MRI protocol and interpretation
Institution 1
The First Affiliated Hospital of Nanjing Medical University. All patients underwent MRI in the prone position on 1.5-Tesla scanner (MAGNETON Aera XJ, Siemens Healthineers, Erlangen, Germany) units with the following imaging protocol: (I) axial turbo inversion recovery magnitude [repetition time (TR)/echo time (TE), 5,000/61 ms; field of view (FOV), 340 mm × 340 mm; matrix, 576×403; flip angle, 80°; and slice thickness, 4 mm]; (II) axial diffusion-weighted imaging (b value, 50/800 s/mm2; TR/TE, 5,400/86 ms; FOV, 360 mm × 180 mm; matrix, 192×82; flip angle, 180°; and slice thickness, 4 mm); (III) DCE sequence (TR/TE, 4.23/1.57 ms; FOV, 340 mm × 340 mm; matrix, 448×296; slice thickness, 1 mm; flip angle, 10°; pixel resolution, 1.1×0.8×0.9 mm3; and temporal resolution, 1 min); and (IV) sagittal fat-suppressed T2-weighted imaging (TR/TE, 3,000/72 ms; FOV, 340 mm × 340 mm; matrix, 269×384; flip angle, 80°; and slice thickness, 4 mm).
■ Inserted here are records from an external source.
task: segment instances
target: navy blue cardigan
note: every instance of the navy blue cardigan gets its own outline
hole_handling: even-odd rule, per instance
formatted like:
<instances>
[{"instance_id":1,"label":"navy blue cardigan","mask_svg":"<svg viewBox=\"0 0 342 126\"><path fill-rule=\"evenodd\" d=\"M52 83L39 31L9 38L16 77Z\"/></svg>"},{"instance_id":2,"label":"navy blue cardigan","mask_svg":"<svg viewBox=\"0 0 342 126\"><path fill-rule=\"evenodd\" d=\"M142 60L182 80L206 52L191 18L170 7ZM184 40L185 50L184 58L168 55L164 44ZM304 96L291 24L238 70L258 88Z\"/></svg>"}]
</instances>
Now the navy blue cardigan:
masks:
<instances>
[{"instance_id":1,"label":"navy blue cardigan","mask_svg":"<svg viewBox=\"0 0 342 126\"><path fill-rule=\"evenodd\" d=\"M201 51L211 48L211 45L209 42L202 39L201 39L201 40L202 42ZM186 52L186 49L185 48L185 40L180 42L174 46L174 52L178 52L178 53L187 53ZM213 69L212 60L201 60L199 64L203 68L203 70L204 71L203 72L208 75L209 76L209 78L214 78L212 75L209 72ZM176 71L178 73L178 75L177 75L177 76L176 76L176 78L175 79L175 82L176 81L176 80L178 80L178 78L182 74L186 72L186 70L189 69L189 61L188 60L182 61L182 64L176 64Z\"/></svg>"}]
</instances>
Gadolinium-diethylenetriaminepentaacetic acid (DTPA) (Magnevist, Bayer Healthcare, Berlin, Germany) was injected with an automated injector at a dose of 0.1 mmol/kg and a rate of 3 mL/s, which was followed by a 20-mL injection of saline solution.
Institution 2
Nanjing Hospital of Chinese Medicine Affiliated to Nanjing University of Chinese Medicine. All patients underwent MRI in the prone position on 3.0-Tesla scanner (MAGNETOM Prisma, Siemens Healthineers) units, with the following imaging protocol: (I) axial Dixon sequence (TR/TE, 3,500/93 ms; FOV, 384 mm × 384 mm; matrix, 320×320; flip angle, 80°; and slice thickness, 4 mm); (II) axial diffusion-weighted imaging (b value, 0/800 s/mm2; TR/TE, 4,900/56 ms; FOV, 100 mm × 170 mm; matrix, 220×110; flip angle, 80°; and slice thickness, 4 mm); and (III) DCE sequence (TR/TE, 3.72/1.47 ms; FOV, 768 mm × 768 mm; matrix, 448×448; slice thickness, 1 mm; flip angle, 12°; pixel resolution, 0.8×0.8×1.0 mm3; and temporal resolution, 1 min). Gadolinium-DTPA (Omniscan, GE HealthCare, Chicago, IL, USA) was injected with an automated injector at the dose of 0.5 mmol/mL and the rate of 2 mL/s, which was followed by a 16-mL injection of saline solution.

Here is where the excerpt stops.